0
Planned

[2.0] Some PDF books are locking up scan

Joshua Moon 7 years ago updated 7 years ago 4

So first of all, 2.0 is a beautiful enhancement to an already awesome program. Thanks for your hard work.


With 2.0 set up, I went to scan my books and comics, but it stops scanning when it gets to some PDF books. These items do not show up in the log when this happens. The first time I resolved it by removing the book in question, but I don't want to have to skip what may be hundreds of books.


This is the only PDF related error I could find (note that this particular pdf imported fine, however):


20170415 08:14:32 [Scanner thread] WARN com.ubooquity.fileformat.pdf.b - Problem while reading file: F:\Books\Calibre\Douglas Adams\Dirk Gently's Holistic Detective Ag (1496)\Dirk Gently's Holistic Detectiv - Douglas Adams.pdf

java.lang.IndexOutOfBoundsException: Index: 2, Size: 0
at java.util.ArrayList.rangeCheck(Unknown Source) ~[na:1.8.0_73]
at java.util.ArrayList.get(Unknown Source) ~[na:1.8.0_73]
at org.apache.pdfbox.cos.COSArray.get(COSArray.java:210) ~[pdfbox-2.0.4.jar.7365617063950314879.tmp:2.0.4]
at org.apache.pdfbox.rendering.PageDrawer.getAnnotationBorder(PageDrawer.java:987) ~[pdfbox-2.0.4.jar.7365617063950314879.tmp:2.0.4]
at org.apache.pdfbox.rendering.PageDrawer.drawAnnotationLinkBorder(PageDrawer.java:1039) ~[pdfbox-2.0.4.jar.7365617063950314879.tmp:2.0.4]
at org.apache.pdfbox.rendering.PageDrawer.showAnnotation(PageDrawer.java:960) ~[pdfbox-2.0.4.jar.7365617063950314879.tmp:2.0.4]
at org.apache.pdfbox.rendering.PageDrawer.drawPage(PageDrawer.java:193) ~[pdfbox-2.0.4.jar.7365617063950314879.tmp:2.0.4]
at org.apache.pdfbox.rendering.PDFRenderer.renderImage(PDFRenderer.java:145) ~[pdfbox-2.0.4.jar.7365617063950314879.tmp:2.0.4]
at org.apache.pdfbox.rendering.PDFRenderer.renderImageWithDPI(PDFRenderer.java:94) ~[pdfbox-2.0.4.jar.7365617063950314879.tmp:2.0.4]
at com.ubooquity.fileformat.pdf.b.a(SourceFile:71) ~[Ubooquity.jar:2.0.0]
at com.ubooquity.fileformat.pdf.b.a(SourceFile:44) ~[Ubooquity.jar:2.0.0]
at com.ubooquity.data.feeder.a.b(SourceFile:358) [Ubooquity.jar:2.0.0]
at com.ubooquity.data.feeder.a.a(SourceFile:193) [Ubooquity.jar:2.0.0]
at com.ubooquity.data.feeder.a.a(SourceFile:293) [Ubooquity.jar:2.0.0]
at com.ubooquity.data.feeder.a.b(SourceFile:106) [Ubooquity.jar:2.0.0]
at java.lang.Thread.run(Unknown Source) ~[na:1.8.0_73]


The last PDF that it stopped scanning (before I removed books and went to comics only) was Randall Monroe's XKCD volume 0.


As a side note, while I love the bookmarking, it would be wonderful to have a "recently read" or "currently reading" section of some sort so that I don't have to dig through my collection every time to resume a comic.

Planned

PDF is a never-ending source of pain. :D

The error you got comes from inside the PDF parsing library I use.

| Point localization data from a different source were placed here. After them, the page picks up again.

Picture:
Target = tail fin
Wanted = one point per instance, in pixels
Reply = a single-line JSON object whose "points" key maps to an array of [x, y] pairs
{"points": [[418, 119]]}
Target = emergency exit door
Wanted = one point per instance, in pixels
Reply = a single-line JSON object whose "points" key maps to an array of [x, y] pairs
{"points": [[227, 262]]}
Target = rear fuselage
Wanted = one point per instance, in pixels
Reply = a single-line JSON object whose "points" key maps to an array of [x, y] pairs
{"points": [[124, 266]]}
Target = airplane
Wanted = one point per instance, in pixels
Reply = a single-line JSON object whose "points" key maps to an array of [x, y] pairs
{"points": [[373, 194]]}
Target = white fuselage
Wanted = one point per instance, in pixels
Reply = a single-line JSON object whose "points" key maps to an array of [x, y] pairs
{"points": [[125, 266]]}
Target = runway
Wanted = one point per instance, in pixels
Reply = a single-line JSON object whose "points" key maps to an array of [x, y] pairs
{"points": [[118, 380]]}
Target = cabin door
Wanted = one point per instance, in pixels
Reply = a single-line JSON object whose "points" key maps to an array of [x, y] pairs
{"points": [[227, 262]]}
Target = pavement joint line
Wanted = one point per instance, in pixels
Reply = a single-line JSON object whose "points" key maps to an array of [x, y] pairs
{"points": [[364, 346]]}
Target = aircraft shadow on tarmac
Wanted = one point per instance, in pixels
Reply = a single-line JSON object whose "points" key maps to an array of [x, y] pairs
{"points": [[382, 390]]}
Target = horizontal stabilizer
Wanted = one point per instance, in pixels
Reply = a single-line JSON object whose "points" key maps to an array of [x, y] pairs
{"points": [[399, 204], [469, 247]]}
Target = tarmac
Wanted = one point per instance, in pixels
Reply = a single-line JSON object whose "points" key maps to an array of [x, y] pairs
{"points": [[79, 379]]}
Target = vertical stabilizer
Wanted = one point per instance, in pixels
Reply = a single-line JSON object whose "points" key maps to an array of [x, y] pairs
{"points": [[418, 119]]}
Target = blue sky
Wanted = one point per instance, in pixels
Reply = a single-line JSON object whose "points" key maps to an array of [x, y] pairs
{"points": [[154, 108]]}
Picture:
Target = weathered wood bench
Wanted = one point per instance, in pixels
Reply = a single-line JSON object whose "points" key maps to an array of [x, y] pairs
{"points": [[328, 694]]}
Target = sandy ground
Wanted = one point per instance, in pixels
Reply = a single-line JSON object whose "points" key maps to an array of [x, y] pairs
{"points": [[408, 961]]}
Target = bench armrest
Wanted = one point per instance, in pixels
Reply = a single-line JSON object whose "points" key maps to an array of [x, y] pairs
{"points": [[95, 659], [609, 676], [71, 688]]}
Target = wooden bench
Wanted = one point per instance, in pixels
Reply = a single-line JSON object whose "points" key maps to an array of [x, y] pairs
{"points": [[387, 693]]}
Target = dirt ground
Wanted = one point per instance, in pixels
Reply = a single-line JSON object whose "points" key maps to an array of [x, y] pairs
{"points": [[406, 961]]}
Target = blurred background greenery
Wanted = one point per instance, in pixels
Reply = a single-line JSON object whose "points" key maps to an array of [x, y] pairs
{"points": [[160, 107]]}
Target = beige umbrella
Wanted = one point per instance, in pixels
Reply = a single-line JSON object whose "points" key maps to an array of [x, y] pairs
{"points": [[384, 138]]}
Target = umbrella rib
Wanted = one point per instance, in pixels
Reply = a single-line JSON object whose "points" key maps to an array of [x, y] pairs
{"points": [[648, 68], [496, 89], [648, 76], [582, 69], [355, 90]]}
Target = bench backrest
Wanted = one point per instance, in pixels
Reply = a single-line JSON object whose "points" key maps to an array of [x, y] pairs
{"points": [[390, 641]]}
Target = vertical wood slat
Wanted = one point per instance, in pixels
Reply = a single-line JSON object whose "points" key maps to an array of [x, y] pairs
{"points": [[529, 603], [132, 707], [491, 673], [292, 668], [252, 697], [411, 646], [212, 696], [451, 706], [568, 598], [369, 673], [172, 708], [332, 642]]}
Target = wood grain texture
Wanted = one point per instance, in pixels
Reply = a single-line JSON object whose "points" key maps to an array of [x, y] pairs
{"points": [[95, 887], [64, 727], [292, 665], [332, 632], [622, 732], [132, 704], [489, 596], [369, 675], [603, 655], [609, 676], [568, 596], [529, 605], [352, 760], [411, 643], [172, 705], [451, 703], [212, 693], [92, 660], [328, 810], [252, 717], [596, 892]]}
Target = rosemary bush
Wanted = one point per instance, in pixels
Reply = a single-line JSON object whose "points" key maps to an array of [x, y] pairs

Not much I can do about it unfortunately (without digging deep inside the lib, which I can't do).


I plan to allow using external PDF applications to parse the files (MuPDF, Poppler, seem to be quite good at handling all kinf of PDF files). It should get much better then.


As a side note, while I love the bookmarking, it would be wonderful to have a "recently read" or "currently reading" section of some sort so that I don't have to dig through my collection every time to resume a comic.

I almost started implementing this feature, then I decided to release this beta version instead. ;)

It's definitely planned !

Glad to hear that's something you're working on!


Would it be safe to assume then that this error is related to it locking up on some PDFs? And would I be better off waiting for support for other apps

That's hard to say, especially since the PDF that triggered the error you showed me was correctly imported.

If you want, send me a full log (provided there are other errors inside, otherwise I won't find anything useful anyway). I'll take a look and try to understand what happened.


Given my rythm of release, I can't really advise waiting... ;)


(also, did you have the same problem with a previous version of Ubooquity ?)

The log doesn't have anything else useful. And I don't read a lot of digital books at the moment, so I'm not too concerned with waiting.


As far as I can remember, anything before v2.0 worked just fine with the other PDF files.